Christoph D. Dahl
My research programmes focus on
Computational ethology is the interdisciplinary research domain that addresses the lack of instrumental methods in ethology by introducing tools originating in mathematics and computer sciences, in particular in artificial intelligence and machine learning. The defined goals of computational ethology are to (a) detect predefined behaviours in freely moving animals and (b) discover novel behavioural patterns and new behaviours (Wiltschko et al., 2015; Dahl, Wyss, Zuberbühler, & Bachmann, 2018).
1. Christoph D Dahl, Elodie Ferrando, and Klaus Zuberbühler. An information-theory approach to geometry for animal groups. bioRxiv, page 839548, 2019.
2. Christoph D Dahl, Christa Wyss, Klaus Zuberbühler, and Iris Bachmann. Social information in equine movement gestalts. Animal Cognition, 21(4):583–594, 2018.

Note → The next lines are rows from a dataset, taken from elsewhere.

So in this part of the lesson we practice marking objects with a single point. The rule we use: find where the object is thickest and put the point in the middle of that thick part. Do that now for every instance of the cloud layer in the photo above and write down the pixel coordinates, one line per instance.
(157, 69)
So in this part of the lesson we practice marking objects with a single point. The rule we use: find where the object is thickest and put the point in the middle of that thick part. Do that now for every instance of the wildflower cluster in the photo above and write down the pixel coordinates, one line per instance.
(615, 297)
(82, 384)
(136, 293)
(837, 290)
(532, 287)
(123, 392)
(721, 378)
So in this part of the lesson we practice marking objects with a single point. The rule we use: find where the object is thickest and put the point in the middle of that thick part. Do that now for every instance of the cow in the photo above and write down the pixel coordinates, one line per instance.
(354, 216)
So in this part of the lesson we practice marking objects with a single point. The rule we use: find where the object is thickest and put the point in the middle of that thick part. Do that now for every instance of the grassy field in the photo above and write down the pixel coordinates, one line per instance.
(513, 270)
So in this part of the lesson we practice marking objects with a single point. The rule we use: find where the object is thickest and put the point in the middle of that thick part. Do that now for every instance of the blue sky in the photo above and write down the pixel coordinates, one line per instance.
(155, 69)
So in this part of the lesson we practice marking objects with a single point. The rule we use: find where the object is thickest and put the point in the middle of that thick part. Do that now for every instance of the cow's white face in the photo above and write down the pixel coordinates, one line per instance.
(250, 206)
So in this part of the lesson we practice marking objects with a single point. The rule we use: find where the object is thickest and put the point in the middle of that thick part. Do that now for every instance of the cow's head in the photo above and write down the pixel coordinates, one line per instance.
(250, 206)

Higher-order cognition in insects
The goal in this research programme, is to (a) describe similarities (and dissimilarities) of insect and mammalian sensory systems (Borst & Helmstaedter, 2015; Wilson, 2013), particularly in combination to higher-cognitive processes, to (b) understand the neuronal circuitries of internal representation and to (c) pursue these objectives in a virtual and actual environment; the latter providing free animal behaviour partly in interaction with conspecifics. The study of insect cognition and cognitive computation is in very early stages, however, providing a unique window into the function of neuronal mechanisms and circuitries underlying cognition due to a samller and ”simpler” brain.
Social interaction and group dynamics in zebrafish
A useful computationally and quantitative valid description of the behavioural dynamics in groups of zebra fish during learning tasks is essential for the subsequent establishment of a link between social behaviour and neural activations using modern neuroscience methods. This data-driven research approach for characterizing social interaction behaviour in groups of animals is only just beginning, but already led to very promising results. For instance, by tracking social interaction in groups of mice a new high-order structure was found [Shemesh et al., 2013]. In particular, it was found by tracking the exact movement trajectories of a group of mice in a semi-natural environment over a long time that the statistics of the spatial configuration of the mice over time could not explain by a model only relying on pairwise correlations. Instead higher order terms had to be taken into account to explain the data hinting at a more complicated social interaction structure as previously thought. The goal of this research is to establish a similar data-driven approach to characterize social interactions in zebrafish. Moreover, we are interested in the changes of the dynamics of the interaction structure and the characterization of the flow of knowledge (e.g. information about a reward source) from one individual to others while the group performs a social learning task.
Feature extraction and selection for animal vocalizations – a methodological comparison
Feature extraction is a critical step in the processing of highly-dimensional data sets, as it reduces the complexity to a minimally redundant and maximally informative subset, hence reducing the memory load and computation power. Deriving informative values, so-called feature dimensions, requires knowledge about the nature of data. In traditional domains, such as primatology and animal behaviour, little has changed regarding the extraction of values from audio (and behavioural) recordings. Estimated 20’000 peer-reviewed studies relied on manual and experience-dependent extraction of basic audio properties, such as formants. Trends from speech recognition research, namely the extraction of features that account for the fact that vocalizations generated by an animal are filtered by the shape of the vocal tract, slowly enter the fields of primatology and animal behaviour. A major open question in primatology is to what extent primate vocalizations are meaningful units of communication.
1. Guillaume Dezecache, Klaus Zuberbüler, Marina Davila-Ross, and Christoph D Dahl. Machine learning reveals adaptive maternal responses to infant distress calls in wild chimpanzees. bioRxiv, page 835827, 2019.
2. Guillaume Dezecache, Klaus Zuberbühler, Marina Davila-Ross, and Christoph D Dahl. Early vocal production and functional flexibility in wild infant chimpanzees. bioRxiv, page 848770, 2019.
3. Guillaume Dezecache, Klaus Zuberbuhler, Marina Davila-Ross, and Christoph D Dahl. The evolution of crying: Distress calls and infants’ needs in wild chimpanzees. In Folia Primatologia, volume 88, pages 120–121, 2017.
4. Pawel Fedurek, Klaus Zuberbühler, and Christoph D Dahl. Sequential information in a great ape utterance. Scientific Reports, 6:38226, 2016.